We had the good fortune to be invited to a reception at the American ambassador’s residence last night where Nathan Myhrvold was the guest of honor. Among other achievements, Myhrvold is the co-author of Modernist Cuisine, a six-volume book on the art and science of cooking. This is an amazing book, which shows in glorious photographs what happens when you apply heat to food. Though priced way too high for the average person who cooks at home and wants to understand the chemical and physical processes of food preparation (400€ on the Continent), it will undoubtedly help professional chefs who want to improve their cooking techniques. For those who are not professional cooks, if they can get a hold of a copy we are certain that they will spend many happy hours just browsing through the fantastic photographs.
Mr. Myhrvold is in Europe to promote the European editions of his book. It will soon be released in French, Spanish, and German. Myhrvold is hobnobbing with some of France’s greatest chefs as part of this effort—Pierre Hermé and Jacques Le Divellec were among the invitees for the Ambassador’s soirée on Saturday, and Myhrvold met with Alain Ducasse on Friday evening.

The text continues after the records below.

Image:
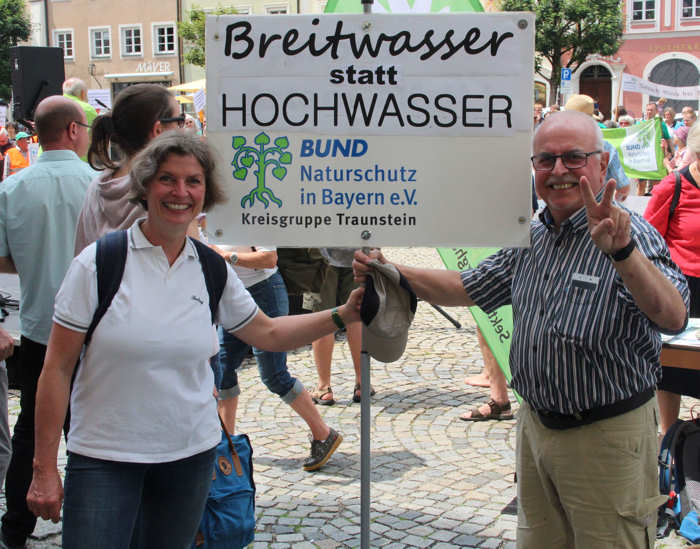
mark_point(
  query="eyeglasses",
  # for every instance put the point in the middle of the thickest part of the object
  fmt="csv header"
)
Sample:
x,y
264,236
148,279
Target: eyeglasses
x,y
179,119
545,162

Ambassador Rivkin introduced Myhrvold—I do not remember his exact words—as being a modern-day Diderot. Denis Diderot was a major figure of the Enlightenment and co-founder and chief editor of an encyclopedia published in France between 1751 and 1772 that helped change the way people viewed the world. I do not think it an exaggeration to say—and this is probably what Ambassador Rivkin said—that Myhrvold’s book Modernist Cuisine will change the way that people view cooking and food.